Surviving the Shoah

Every year on the 27th of January, the world commemorates International Holocaust Remembrance Day. Of the six million Jews murdered in the Shoah (Holocaust) – one and a half million were children!

By David E. Kaplan

Entering  the Children’s Memorial at Jerusalem’s Yad Vashem  – World Holocaust Remembrance Center – one is engulfed by darkness until one turns a corner and then suddenly overwhelmed by tiny flames from candles – a Jewish tradition to remember the dead –  that appear to reach out into eternity. Apparently, it might be one candle and through skillful mirror positioning, a single flame becomes many emerging endless. This is the point of the Memorial – that if the murder of ONE child is unbearable to bear then the innumerable flames help try apply the mind to the UNTHINKABLEone and a half million children snuffed out in cold blood!

Lives Lost. Each flame signifying a young Jewish child murdered in the Shoah at the Children’s Memorial at Yad Vashem  in Jerusalem.

The names of murdered children, their ages and countries of origin can be solemnly heard in the background – a roll call of the dead.

Visitors are left speechless; their only response – tears running down cheeks!

One child that survived that horror – though not her parents  –  was Roni Wolf from the city of Ra’anana in Israel. Her story of survival was revealed this month in an emotionally-charged global Zoom meeting together with her fellow survivors who had found themselves at an orphanage outside Brussels in Belgium during World War II. They had not seen each other since they were all young children together – in that  fateful orphanage where death stalked them!

The Zoom reunion on January 17, 2021, came about because of the research of a Jewish Dutch 24-year-old law student, Reinier Heinsman. While studying, Heinsman opted to volunteer at the Kazerne Dossin – a Memorial, Museum and Documentation Centre on Holocaust and Human Rights established within the former Mechelen transit camp from which in German-occupied Belgium, arrested Jews and Roma and sent them to concentration camps.

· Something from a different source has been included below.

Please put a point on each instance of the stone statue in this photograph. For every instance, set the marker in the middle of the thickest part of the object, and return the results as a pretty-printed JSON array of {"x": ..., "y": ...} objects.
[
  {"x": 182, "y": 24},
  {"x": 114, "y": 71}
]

There, Heinsman became fascinated with the amazing rescue of some 60 orphaned Jewish children having been captured by the Nazis to be transported to Auschwitz on October 30th,1942. From photographs of the children he found at the Museum, he set about in tracing any surviving orphans. Over a period of eight months starting his research in May 2020, the intrepid investigator  reveals “I located five children in the photo who are still alive. The other six who participated in the Zoom reunion were from this orphanage but do not appear in the photo.”

All had been snatched at the eleventh hour from certain death.

The last ‘child’ he found was Reizel Warman, today Roni Wolf from Ra’anana, the only one living in Israel.

Dinner Time. Roni is bowing her head on the left during meal time at the orphanage.

On Sunday night, the 17th of January, the young law student welcomed the eleven Holocaust survivors on Zoom who last saw each other over seven decades earlier. Most of them today are living in the USA. Each of the former ‘children’ re-introduced themselves as ‘adults’ and told their life’s story. Each were truly indebted to Reinier who reveals he is unsure what drove him to tackle with such passion such a deep study of this magnitude that will soon appear in his soon to be published book, Jewish Orphans from Belgium in the Holocaust-Testimonies. Born to a Jewish mother and Christian father, Heinsman has never even visited Israel.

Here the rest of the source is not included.